Com notável exceção da Radio France Internationale (RFI), todos os meios de comunicação analisados reservaram aos atentados catalães um tratamento quantitativo visivelmente superior ao que deram ao massacre de Mogadíscio. Assim, a Télévision Française 1 (TF1) abriu seis vezes seu jornal das 20 horas com chamadas sobre esses acontecimentos, aos quais o canal de TV consagrou 1 hora, 1 minuto e 17 segundos entre os dias 17 e 23 de agosto. Mas, entre 14 e 20 de outubro, ela dedicou apenas 1 minuto e 40 segundos ao ataque de Mogadíscio, ou seja, uma relação de 1 para 44.
Será que é preciso aceitar como explicação a curta distância que separa Barcelona da sede das redações parisienses, o que se chama em algumas escolas de jornalismo de “jornalismo de proximidade” ou de “morte quilométrica”? O simples critério da proximidade geográfica cai quando se compara o tratamento dado pela TF1 aos atentados de Nova York e de Mogadíscio, cidades situadas, respectivamente, a 5.845 km e a 6.625 km de Paris. Entre 1º e 7 de novembro, os acontecimentos de Nova York foram lembrados três vezes, ao todo durante 21 minutos e 15 segundos, ou seja, quinze vezes mais que o tempo de difusão reservado aos mortos na Somália.
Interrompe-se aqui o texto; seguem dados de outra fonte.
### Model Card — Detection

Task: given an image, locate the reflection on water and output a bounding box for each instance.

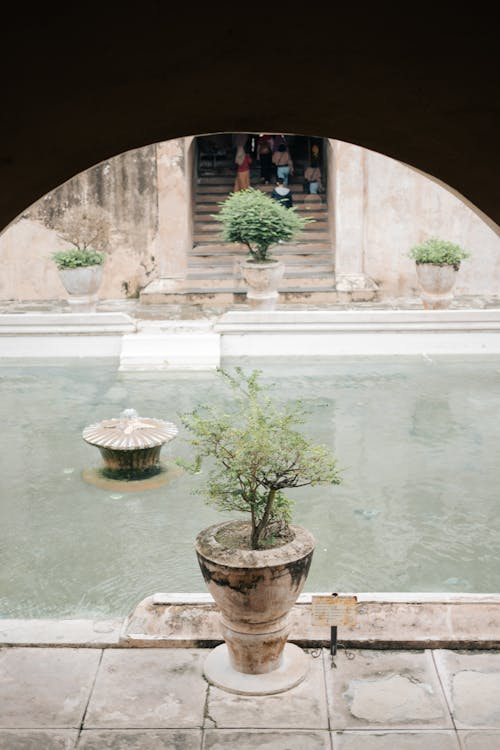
[0,356,500,617]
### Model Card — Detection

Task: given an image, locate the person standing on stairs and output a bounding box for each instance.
[234,146,252,193]
[257,133,273,185]
[273,143,293,187]
[271,177,293,208]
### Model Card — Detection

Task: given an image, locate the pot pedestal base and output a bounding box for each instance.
[204,643,310,695]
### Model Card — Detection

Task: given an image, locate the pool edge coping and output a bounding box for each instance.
[0,592,500,649]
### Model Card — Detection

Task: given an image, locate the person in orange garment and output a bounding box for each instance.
[234,146,252,193]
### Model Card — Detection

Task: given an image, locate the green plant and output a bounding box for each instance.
[181,367,341,549]
[52,247,106,269]
[52,206,110,269]
[408,237,470,271]
[212,188,314,263]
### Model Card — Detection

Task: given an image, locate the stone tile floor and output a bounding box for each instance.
[0,647,500,750]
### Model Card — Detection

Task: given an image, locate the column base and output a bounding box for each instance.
[335,273,378,302]
[204,643,310,695]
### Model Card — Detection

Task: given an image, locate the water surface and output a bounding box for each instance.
[0,356,500,617]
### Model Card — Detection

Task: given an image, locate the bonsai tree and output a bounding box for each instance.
[52,206,110,269]
[181,367,341,549]
[409,237,470,271]
[213,188,314,263]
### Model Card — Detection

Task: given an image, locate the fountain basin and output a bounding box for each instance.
[82,409,178,481]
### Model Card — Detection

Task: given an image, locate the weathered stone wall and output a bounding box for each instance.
[0,145,158,300]
[331,141,500,297]
[0,139,500,300]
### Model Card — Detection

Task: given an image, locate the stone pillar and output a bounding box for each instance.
[328,140,377,302]
[140,138,193,304]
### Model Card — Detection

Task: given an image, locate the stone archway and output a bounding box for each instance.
[0,8,500,238]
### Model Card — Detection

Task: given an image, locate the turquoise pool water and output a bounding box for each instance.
[0,356,500,617]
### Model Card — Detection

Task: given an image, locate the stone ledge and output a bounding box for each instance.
[0,592,500,649]
[120,594,500,649]
[0,619,123,648]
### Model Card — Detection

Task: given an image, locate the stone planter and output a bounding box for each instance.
[58,265,102,312]
[415,263,458,310]
[241,260,285,310]
[196,521,314,695]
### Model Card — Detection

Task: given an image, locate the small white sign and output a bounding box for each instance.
[311,595,358,628]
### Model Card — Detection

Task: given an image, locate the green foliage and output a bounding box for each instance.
[409,237,470,271]
[52,206,111,269]
[213,188,314,263]
[52,247,106,269]
[181,367,341,549]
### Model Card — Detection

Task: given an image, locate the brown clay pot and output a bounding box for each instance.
[240,260,285,310]
[196,521,314,675]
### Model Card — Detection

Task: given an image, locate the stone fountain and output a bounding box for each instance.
[82,409,178,489]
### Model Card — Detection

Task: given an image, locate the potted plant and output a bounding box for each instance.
[213,188,314,309]
[409,237,470,310]
[52,206,110,310]
[181,367,341,694]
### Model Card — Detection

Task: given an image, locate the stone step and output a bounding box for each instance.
[195,194,327,210]
[141,287,338,307]
[193,219,328,234]
[194,209,328,222]
[188,256,333,278]
[188,247,333,259]
[184,267,335,291]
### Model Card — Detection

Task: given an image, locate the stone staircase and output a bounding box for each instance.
[141,159,337,305]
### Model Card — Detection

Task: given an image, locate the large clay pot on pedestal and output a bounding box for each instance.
[241,260,285,310]
[416,263,458,310]
[196,521,314,695]
[58,265,102,312]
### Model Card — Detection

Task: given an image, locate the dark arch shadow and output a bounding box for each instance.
[0,2,500,231]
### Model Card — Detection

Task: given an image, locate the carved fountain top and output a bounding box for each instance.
[82,409,178,451]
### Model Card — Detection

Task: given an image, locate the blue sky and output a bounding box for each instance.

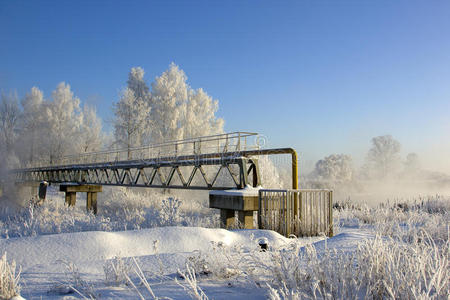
[0,0,450,170]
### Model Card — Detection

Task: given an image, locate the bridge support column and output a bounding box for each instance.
[238,210,254,229]
[86,192,97,215]
[66,192,77,206]
[59,184,102,215]
[209,189,259,229]
[220,209,236,228]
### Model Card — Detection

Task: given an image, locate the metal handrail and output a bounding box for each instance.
[25,131,259,167]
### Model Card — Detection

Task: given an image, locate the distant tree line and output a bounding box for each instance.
[309,135,420,187]
[0,63,224,168]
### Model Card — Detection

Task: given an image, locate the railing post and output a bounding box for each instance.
[328,191,333,237]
Entre os fatores que determinam a intensidade da cobertura dada à África, poderiam figurar o envolvimento do Exército francês ou a presença de franceses entre as vítimas. A presença de jornalistas na área também parece crucial: nenhuma das três rádios – France Inter, RTL, Europe 1 –, que contam com as maiores audiências matinais, dispõem de correspondentes permanentes na África. A France 2 mantém um em Dacar, apesar do fechamento de sua agência especializada em 2014,2 enquanto a TF1 só trabalha desde então com jornalistas freelancers no continente. Na imprensa diária, o Le Monde conta com dois correspondentes permanentes, que enviam notícias respectivamente de Johannesburgo e Túnis; o Le Figaro não dispõe mais de nenhum jornalista mensalista na África. Somente a RFI se distingue, uma vez que a rede pública – que tem como slogan “As vozes do mundo” – conta com quatro correspondentes a postos em Dacar, Abidjan, Kinshasa e Nairóbi. O tratamento que deu aos três atentados é muito menos desequilibrado do que todos os outros meios de comunicação juntos.
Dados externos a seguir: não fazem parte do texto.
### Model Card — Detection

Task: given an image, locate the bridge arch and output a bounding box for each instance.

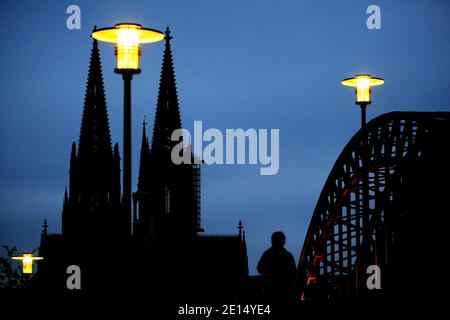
[296,112,450,301]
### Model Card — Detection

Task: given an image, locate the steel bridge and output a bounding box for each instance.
[296,112,450,301]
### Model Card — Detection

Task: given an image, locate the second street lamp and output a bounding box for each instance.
[91,23,164,232]
[341,74,384,128]
[341,74,384,295]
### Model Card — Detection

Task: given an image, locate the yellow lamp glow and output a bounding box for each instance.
[92,23,164,73]
[13,253,44,274]
[341,74,384,104]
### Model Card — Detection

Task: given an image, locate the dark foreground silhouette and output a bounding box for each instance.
[258,231,295,302]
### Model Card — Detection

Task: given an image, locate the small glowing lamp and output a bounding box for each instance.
[92,23,164,73]
[341,74,384,104]
[13,253,44,274]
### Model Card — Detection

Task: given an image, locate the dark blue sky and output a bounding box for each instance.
[0,0,450,273]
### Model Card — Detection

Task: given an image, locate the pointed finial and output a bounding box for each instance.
[238,220,244,238]
[42,219,48,234]
[164,26,173,43]
[90,25,97,39]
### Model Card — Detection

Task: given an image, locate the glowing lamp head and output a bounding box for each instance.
[341,74,384,104]
[91,23,164,73]
[13,253,44,274]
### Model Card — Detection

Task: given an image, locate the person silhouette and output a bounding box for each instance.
[257,231,296,302]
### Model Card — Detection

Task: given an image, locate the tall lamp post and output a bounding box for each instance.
[341,74,384,296]
[341,74,384,128]
[91,23,164,232]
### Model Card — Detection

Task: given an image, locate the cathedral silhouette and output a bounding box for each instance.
[35,28,248,301]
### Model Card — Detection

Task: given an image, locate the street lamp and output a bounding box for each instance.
[341,74,384,295]
[341,74,384,128]
[12,253,44,274]
[91,23,164,232]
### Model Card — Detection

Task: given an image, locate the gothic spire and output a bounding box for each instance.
[138,116,150,189]
[78,40,112,158]
[151,27,181,157]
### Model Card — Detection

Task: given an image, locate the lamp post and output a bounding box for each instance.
[341,74,384,296]
[341,74,384,128]
[91,23,164,232]
[12,253,44,275]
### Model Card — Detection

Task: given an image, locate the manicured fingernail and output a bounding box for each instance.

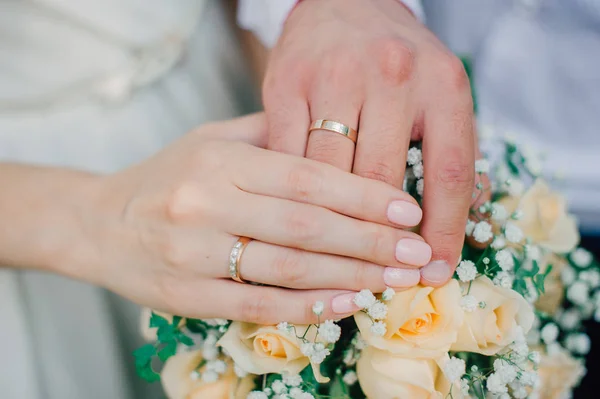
[331,292,359,314]
[396,238,431,266]
[387,201,423,226]
[421,260,452,284]
[383,267,421,288]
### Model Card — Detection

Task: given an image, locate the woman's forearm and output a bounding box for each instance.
[0,163,96,277]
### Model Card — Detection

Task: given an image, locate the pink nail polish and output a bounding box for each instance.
[387,201,423,227]
[421,260,452,284]
[331,292,359,314]
[396,238,431,266]
[383,267,421,288]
“Evitemos a overdose midiática após os atentados” foi o título de um artigo publicado pelo Le Monde em 25 de agosto de 2017. No que diz respeito aos mortos em Mogadíscio, aos quais o diário vespertino consagrou oito vezes menos caracteres que aos de Barcelona e de Cambrils, a overdose sem dúvida foi evitada.
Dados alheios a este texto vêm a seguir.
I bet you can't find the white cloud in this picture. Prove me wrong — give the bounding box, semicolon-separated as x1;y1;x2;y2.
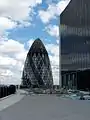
27;39;34;48
38;0;70;23
0;39;24;54
45;25;59;37
0;0;42;21
0;0;42;34
0;17;17;30
0;40;27;84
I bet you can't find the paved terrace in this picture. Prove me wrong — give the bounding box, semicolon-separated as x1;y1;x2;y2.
0;91;90;120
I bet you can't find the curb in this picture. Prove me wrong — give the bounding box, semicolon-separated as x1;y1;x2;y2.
0;92;17;101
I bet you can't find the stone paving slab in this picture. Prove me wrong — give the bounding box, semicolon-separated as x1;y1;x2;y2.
0;95;90;120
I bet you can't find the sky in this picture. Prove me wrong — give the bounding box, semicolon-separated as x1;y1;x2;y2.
0;0;70;84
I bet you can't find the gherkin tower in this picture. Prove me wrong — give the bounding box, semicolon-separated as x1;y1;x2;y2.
22;38;53;88
60;0;90;89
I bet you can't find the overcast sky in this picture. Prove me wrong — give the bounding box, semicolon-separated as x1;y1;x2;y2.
0;0;69;84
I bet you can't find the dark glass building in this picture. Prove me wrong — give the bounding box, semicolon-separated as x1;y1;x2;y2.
22;39;53;88
60;0;90;90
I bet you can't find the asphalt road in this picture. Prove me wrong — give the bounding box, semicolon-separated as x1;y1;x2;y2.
0;95;90;120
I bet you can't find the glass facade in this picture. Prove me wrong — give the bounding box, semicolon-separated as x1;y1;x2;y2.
22;39;53;88
60;0;90;88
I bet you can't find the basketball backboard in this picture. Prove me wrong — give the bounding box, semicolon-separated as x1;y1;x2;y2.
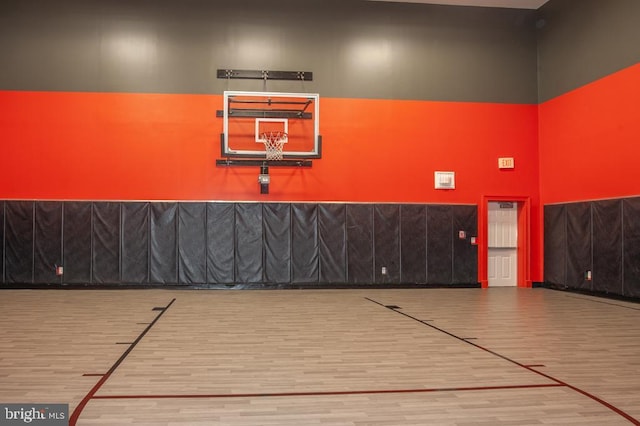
221;91;322;159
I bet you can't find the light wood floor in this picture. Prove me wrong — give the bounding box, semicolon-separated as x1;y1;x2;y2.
0;288;640;425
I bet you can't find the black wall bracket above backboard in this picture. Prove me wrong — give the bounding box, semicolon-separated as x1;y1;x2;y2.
217;69;313;81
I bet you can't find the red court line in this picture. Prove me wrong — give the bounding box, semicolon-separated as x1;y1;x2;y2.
93;383;564;399
69;298;176;426
365;297;640;426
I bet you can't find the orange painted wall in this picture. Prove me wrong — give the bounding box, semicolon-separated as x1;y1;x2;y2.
539;64;640;204
0;92;542;281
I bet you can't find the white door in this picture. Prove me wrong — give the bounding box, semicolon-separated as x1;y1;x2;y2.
487;202;518;287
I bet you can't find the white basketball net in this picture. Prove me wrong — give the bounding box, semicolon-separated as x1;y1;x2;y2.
261;132;287;160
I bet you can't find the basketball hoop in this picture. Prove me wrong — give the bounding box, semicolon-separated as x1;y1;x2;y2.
260;132;287;160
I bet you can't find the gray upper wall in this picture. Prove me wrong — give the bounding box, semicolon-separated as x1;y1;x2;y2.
0;0;540;104
537;0;640;102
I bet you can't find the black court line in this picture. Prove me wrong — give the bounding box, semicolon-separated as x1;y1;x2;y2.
69;298;176;426
93;383;563;399
566;296;640;311
365;297;640;426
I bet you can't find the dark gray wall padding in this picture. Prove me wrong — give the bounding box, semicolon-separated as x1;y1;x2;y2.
0;201;478;288
544;204;567;285
544;197;640;298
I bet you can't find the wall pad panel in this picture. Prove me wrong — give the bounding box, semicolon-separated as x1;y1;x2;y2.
544;197;640;298
0;201;478;288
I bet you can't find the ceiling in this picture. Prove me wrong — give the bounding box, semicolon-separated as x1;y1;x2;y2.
371;0;549;9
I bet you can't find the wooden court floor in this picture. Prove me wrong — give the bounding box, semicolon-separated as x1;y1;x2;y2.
0;288;640;425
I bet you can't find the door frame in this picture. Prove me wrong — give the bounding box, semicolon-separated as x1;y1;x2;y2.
478;195;532;288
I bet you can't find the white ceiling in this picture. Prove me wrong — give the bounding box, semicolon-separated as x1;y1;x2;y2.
371;0;549;9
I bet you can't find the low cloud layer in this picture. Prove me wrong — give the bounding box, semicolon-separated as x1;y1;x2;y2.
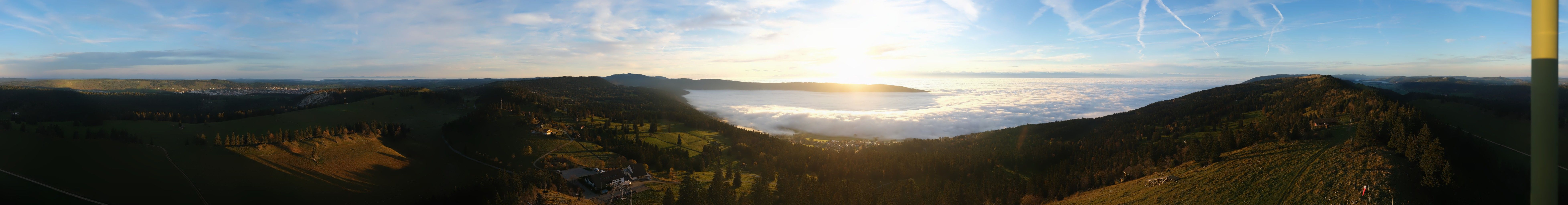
0;50;278;70
685;78;1243;139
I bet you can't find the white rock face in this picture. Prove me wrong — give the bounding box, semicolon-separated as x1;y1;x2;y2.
295;92;332;107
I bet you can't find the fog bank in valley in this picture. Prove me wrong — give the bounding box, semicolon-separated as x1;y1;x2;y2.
685;78;1245;139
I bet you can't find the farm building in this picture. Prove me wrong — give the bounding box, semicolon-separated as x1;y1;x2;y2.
1143;175;1181;186
1312;117;1339;127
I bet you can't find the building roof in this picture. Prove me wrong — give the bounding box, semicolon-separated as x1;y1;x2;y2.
627;163;648;177
1143;175;1181;182
1312;117;1339;124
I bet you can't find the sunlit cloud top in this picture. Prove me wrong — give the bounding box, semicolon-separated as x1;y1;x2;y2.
0;0;1549;78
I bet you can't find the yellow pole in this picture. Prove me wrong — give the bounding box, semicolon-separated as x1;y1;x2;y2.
1530;0;1557;205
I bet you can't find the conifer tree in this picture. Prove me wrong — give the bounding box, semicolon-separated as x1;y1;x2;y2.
750;172;773;205
662;189;676;205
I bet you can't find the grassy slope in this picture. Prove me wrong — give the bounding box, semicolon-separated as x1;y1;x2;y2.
453;106;724;167
0;95;494;203
1052;125;1410;205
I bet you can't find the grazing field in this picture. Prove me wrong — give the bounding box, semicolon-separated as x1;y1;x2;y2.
0;130;201;203
0;95;495;205
1411;100;1568;164
453;108;724;167
1050;125;1424;205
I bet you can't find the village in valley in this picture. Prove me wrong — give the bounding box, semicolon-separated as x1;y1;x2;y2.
176;86;315;95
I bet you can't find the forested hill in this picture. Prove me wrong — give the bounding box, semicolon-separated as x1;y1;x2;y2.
604;73;927;92
706;75;1474;205
449;75;1468;205
0;78;535;92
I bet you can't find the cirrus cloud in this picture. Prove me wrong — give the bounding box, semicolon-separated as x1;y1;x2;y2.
0;50;278;70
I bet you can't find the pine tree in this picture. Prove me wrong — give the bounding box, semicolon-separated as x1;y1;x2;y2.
750;172;773;205
676;175;707;205
533;192;544;205
662;189;676;205
729;169;740;189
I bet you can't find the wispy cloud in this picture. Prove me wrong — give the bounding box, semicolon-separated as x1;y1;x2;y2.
0;50;278;70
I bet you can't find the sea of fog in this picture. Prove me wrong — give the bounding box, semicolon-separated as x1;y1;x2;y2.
685;77;1247;139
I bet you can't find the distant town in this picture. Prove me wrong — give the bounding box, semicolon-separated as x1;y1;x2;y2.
789;138;894;152
176;86;315;95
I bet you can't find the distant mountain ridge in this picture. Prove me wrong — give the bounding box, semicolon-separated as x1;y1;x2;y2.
1242;73;1568;84
602;73;930;92
0;77;543;92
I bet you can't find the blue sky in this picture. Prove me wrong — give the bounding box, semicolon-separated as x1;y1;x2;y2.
0;0;1555;78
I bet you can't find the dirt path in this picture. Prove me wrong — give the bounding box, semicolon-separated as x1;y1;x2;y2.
0;169;108;205
1276;127;1350;205
147;144;207;205
441;135;518;174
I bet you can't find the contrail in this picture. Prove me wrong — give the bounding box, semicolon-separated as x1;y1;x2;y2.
1160;0;1220;56
1264;3;1284;55
1134;0;1149;59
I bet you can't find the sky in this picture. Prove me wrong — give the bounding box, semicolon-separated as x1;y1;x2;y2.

*Téo Cazenaves é jornalista.
1 “Le bilan de l’attentat en Somalie en octobre bondit à 512 morts” [O balanço do atentado na Somália em outubro subiu para 512 mortos], LeMonde.fr, 2 dez. 2017.
2 Léa Ticlette, “AITV victime de l’évolution des objectifs de France TV” [AITV, vítima da evolução dos objetivos da France TV], RFI.fr, 9 dez. 2014.